New YorkThe state of New York, rather than the FCC, will award up to $170 million in broadband Connect America funding to network operators to help cover the cost of bringing broadband to areas of the state where broadband is not available today. The funding, originally rejected by Verizon, had been earmarked for a nationwide reverse auction conducted by the FCC.

But in a New York Connect America funding order adopted yesterday, the FCC complied with a request from New York to combine the funding with an additional $200 million that the state had made available for broadband in areas rejected by Verizon.

In making the move, the commission is taking “common sense fiscally responsible steps to coordinate funding between the federal Universal Service Fund and the state’s New NY Broadband Program, which aims to ensure that all New Yorkers have access to high-speed internet,” said the FCC’s new chairman Ajit Pai in a statement.

The New NY Broadband Program has a total budget of $500 million, but some of that already has been awarded for parts of the state that are not in Verizon’s local service territory.

New York Connect America Decision
Although New York is the only state that made a formal petition to the FCC, some other states have filed comments with the commission suggesting that they also would like to access funding rejected by Verizon and other price cap carriers.  A reading of the order adopted yesterday suggests the FCC is unlikely to make CAF funding available to many, if any, other states.

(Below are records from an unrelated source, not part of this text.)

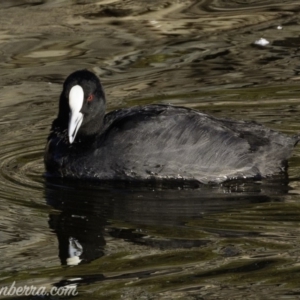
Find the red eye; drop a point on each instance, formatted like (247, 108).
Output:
(90, 98)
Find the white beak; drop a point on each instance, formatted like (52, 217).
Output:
(76, 98)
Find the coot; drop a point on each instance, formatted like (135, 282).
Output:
(155, 142)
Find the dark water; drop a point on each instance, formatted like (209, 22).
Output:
(239, 240)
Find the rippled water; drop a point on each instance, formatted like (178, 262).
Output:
(239, 240)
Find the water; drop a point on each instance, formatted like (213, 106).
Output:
(239, 240)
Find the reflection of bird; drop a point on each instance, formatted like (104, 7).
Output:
(155, 141)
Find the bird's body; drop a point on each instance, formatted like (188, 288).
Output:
(163, 142)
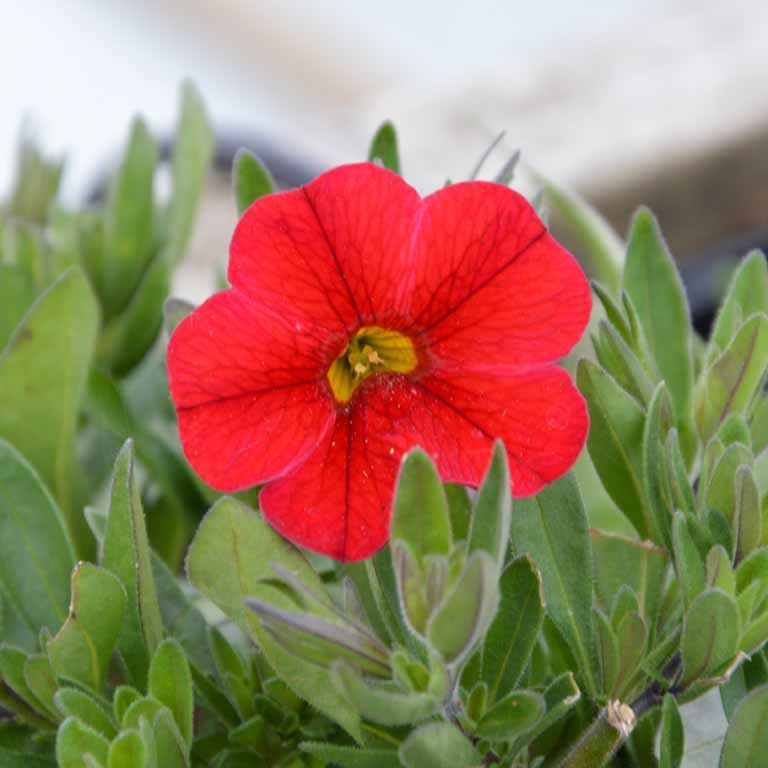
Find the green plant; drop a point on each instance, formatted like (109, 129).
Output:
(487, 632)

“We find that New York is uniquely situated to quickly and efficiently further our goal of broadband deployment,” the FCC wrote in the order.

A key consideration was that New York had set deadlines for broadband deployments to be completed – and if the CAF funding were to instead be awarded through the planned federal reverse auction, deployment timeframes would be considerably later.

The New York Connect America funding decision comes with substantial strings attached, however. Among others, conditions include:

  • In conducting a competitive bidding process to award funding, no location will be able to receive funding that exceeds the FCC-established CAF reserve price.
  • The amount of funding awarded to any location from the Connect America Fund must not exceed the amount of funding contributed by the state of New York.
  • Network operators also must contribute fund toward their projects (a condition previously established by the state of New York).
  • Although New York planned to favor fiber and hybrid fiber coax networks, the FCC required funding to be awarded on a technologically neutral basis. New York had more ambitious broadband speed goals than the CAF program had set. But network operators will still need to comply with CAF auction performance parameters, such as minimum data allotments and specific latency requirements.
  • Network operators receiving funding will have to meet CAF deployment obligations.
  • Those network operators also will have to obtain letters of credit meeting specific requirements set by the FCC.

Any census blocks that do not receive winning bids will be eligible for the nationwide remote areas fund auction if they would otherwise be eligible for that auction at the time the FCC finalizes eligible census blocks.

As expected, Verizon will have the opportunity to participate in the bidding process that the state of New York will be conducting in order to award funding. Because of the dual funding sources, the carrier has the potential to gain a higher subsidy than it would have received had it accepted the funding originally offered by the FCC.